As the negotiations on the Induce Act continue, it's likely that there are people sitting in a room on Capitol Hill debating how to define “bad” P2P applications and products in legislative language.  The same exercise is certainly going forward with respect to spyware.  It may be that we're taking the wrong approach to these questions.

How do you describe code you don't like without sweeping in untold numbers of existing (and yet-to-be-created) innovations?  Answer:  You try really really hard and create tortured definitions, then hope for the best.  It's inevitable that some “good” P2P applications will provide the kinds of tools that KaZaa and Grokster did/do.  It's inevitable that some “good” spyware will have the potential to be used “badly.”  (Although we've gone pretty far with this question by calling an entire category of things “spyware” — like “broadcast flag,” which sounds so benign and positive, “spyware” sounds positively evil no matter what its uses.)
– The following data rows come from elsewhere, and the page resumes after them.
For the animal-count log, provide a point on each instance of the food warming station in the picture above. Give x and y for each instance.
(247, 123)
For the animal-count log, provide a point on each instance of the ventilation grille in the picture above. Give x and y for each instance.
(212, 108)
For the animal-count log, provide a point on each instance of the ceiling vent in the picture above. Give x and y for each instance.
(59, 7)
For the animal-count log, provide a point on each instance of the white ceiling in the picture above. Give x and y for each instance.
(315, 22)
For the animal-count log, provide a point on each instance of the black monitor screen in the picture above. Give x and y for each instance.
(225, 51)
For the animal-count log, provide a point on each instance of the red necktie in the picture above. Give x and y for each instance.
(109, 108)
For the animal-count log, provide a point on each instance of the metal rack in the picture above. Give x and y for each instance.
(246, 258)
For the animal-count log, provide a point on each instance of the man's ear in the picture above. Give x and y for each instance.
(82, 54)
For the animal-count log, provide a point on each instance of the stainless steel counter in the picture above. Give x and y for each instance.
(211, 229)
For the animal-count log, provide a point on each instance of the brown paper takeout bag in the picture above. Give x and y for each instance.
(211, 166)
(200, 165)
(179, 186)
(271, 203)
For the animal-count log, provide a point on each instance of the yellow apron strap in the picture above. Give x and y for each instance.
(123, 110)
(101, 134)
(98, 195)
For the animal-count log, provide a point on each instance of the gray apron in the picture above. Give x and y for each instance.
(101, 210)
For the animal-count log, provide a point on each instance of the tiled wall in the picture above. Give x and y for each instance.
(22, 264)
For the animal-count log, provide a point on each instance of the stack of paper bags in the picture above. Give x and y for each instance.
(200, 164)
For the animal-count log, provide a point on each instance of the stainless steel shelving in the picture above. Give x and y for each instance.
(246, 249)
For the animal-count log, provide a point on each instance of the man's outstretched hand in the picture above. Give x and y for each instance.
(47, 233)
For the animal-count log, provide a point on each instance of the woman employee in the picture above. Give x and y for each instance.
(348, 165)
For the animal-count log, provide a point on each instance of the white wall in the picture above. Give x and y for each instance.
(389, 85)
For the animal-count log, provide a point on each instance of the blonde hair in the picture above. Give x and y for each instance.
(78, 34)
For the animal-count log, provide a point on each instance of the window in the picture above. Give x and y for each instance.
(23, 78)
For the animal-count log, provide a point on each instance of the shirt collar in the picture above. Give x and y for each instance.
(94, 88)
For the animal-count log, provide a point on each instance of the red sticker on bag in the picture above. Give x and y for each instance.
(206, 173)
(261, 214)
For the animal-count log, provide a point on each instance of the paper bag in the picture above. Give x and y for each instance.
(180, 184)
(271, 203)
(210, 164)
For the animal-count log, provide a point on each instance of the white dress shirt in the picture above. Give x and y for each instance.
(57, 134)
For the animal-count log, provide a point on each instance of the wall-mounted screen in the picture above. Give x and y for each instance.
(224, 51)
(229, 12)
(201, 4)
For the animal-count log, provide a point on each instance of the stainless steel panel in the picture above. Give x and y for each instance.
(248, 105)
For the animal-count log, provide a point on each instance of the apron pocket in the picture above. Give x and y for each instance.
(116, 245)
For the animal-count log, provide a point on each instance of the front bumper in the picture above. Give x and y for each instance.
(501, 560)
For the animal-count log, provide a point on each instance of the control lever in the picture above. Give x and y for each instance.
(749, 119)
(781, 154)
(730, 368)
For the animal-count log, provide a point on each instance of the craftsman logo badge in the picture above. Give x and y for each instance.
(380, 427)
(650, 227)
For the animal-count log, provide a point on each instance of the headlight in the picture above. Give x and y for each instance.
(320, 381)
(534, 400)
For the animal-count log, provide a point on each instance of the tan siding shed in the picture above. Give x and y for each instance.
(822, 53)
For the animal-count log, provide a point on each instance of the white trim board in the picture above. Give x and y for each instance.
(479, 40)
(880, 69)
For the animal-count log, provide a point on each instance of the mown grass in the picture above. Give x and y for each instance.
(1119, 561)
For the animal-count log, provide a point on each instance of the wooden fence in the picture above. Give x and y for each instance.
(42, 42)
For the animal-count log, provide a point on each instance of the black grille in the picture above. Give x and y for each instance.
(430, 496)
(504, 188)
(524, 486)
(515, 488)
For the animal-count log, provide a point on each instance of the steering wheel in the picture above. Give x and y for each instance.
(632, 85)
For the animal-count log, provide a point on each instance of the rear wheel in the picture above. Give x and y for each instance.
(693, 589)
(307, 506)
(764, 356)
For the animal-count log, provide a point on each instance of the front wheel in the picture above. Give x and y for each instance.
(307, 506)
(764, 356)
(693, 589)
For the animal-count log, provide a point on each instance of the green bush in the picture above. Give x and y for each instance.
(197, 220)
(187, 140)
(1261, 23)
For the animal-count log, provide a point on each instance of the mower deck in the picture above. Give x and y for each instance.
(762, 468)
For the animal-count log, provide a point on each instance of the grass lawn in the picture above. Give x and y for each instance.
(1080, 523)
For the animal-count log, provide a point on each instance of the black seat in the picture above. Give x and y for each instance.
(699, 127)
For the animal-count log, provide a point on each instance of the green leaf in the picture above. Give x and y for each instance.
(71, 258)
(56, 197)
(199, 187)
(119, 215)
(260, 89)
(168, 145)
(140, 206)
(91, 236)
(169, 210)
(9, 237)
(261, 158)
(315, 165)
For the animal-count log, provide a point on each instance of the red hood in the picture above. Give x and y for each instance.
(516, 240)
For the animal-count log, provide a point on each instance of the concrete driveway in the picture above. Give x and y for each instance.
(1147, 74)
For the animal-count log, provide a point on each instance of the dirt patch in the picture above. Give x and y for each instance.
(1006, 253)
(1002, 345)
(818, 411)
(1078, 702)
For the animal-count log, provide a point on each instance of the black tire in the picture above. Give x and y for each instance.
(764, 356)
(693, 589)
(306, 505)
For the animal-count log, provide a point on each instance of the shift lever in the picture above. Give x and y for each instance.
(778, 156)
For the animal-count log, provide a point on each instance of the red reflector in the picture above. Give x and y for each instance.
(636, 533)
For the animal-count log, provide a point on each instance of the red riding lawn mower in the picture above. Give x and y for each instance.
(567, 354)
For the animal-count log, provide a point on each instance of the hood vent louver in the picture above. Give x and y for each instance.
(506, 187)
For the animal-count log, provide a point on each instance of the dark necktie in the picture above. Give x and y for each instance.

Maybe, instead of defining what code we don't like, we should define what relationships we don't approve of.  People that intend to rob me of my control over my attention, without my wanting them to (or without my getting some benefit that I want in exchange) are creating a relationship with me that I don't want.  Like a car alarm under my window (note: there are no car alarms under my window — I'm lucky), their work is keeping me from focusing.  That's wrong, and that's something we may want to condemn globally.  Similarly, someone who wants to make money from massive uploading of copyrighted works, but tries to avoid liability under standard copyright law, is creating a relationship with the marketplace that we may want to condemn.

Working on defining oppressive relationships — and getting at what really makes us mad, rather than trying to anticipate how technology will be used — has got to be a better approach than trying to define “bad” technology.